The event was hosted by Professor Benjamin Bac Sierra and organized by the San Francisco lowrider community to honor the memory of a City College student murdered by the San Francisco Police Department in 2014.
“We organized and became the biggest movement ever in the history of the United States, to defend the honor of a latino victim of a police killing” said Bac Sierra.
Families of the lowrider car-enthusiast community gathered from various states such as Arizona, Washington and California to memorialize Nieto’s name and show support for victims of police brutality.
Lowriders, also known as “Cars with identities”, have been around for 80 years and play a central role in California Latinx culture. Los Angeles Mexican-American youth invented the “low and slow” car, during the mid 1940s.
Lowriding was an automotive update to an old country tradition. It was an extension of the Mexican cultural called “the paseo”. In 1958, California made it illegal to drive a car with low wheel rims. The following year the Chevy Impala was released. Lowriding became one of the elements of the Latino culture.
“Take what you Americans have, and turn it around. It’s time to make our own America,” said Bac Sierra, describing the lowriding subculture.
Nieto’s parents emigrated from Mexico to the Bay Area in the 1970’s.
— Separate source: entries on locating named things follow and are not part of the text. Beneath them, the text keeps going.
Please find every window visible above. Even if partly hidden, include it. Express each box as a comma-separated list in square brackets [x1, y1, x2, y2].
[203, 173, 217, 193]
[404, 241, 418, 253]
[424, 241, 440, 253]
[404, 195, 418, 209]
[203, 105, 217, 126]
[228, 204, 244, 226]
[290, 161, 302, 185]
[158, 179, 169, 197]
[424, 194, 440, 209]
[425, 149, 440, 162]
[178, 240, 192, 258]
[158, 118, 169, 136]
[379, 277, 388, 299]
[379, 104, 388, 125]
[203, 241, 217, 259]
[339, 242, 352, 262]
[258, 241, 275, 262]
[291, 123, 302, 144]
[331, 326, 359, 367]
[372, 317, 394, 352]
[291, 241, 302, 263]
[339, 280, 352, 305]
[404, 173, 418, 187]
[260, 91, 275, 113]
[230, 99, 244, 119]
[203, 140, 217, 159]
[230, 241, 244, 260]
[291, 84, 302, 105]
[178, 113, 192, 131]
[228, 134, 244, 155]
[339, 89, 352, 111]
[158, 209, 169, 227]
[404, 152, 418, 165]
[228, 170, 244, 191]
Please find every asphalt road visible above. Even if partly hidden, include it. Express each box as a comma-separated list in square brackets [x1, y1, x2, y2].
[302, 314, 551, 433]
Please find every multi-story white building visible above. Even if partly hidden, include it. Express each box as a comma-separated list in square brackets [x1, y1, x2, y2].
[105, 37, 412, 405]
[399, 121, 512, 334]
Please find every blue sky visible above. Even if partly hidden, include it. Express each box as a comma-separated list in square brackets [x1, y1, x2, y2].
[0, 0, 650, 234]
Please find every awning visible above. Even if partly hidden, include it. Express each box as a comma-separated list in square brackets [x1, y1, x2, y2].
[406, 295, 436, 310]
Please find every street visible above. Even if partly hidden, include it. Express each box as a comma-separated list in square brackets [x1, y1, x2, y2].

Nieto lived with his brother Hector and his parents in the Bernal Heights neighborhood.
On Mar. 21, 2014 Nieto was sitting in Bernal Heights park before his shift as a security job at a nearby nightclub when he was shot 59 times by police who were called to the scene by recent residents to the neighborhood.
Claiming self-defense, the officer that shot Nieto believed he was gang-affiliated as he was wearing a red jacket and carrying a taser.
Following the shooting, the heavily Latinx lowrider community took a firm stance on Nieto’s innocence, and cited police relations with their marginalized community as the cause for Nieto’s untimely death.
Family, friends and lowriders portrayed Nieto to be a law-abiding citizen, who was family and community oriented, as he had no prior history of arrest and worked as a youth counselor for five years.
Alex Nieto will always be the hero for many members of the Latino community. He will always be remembered as “The King of the Streets”.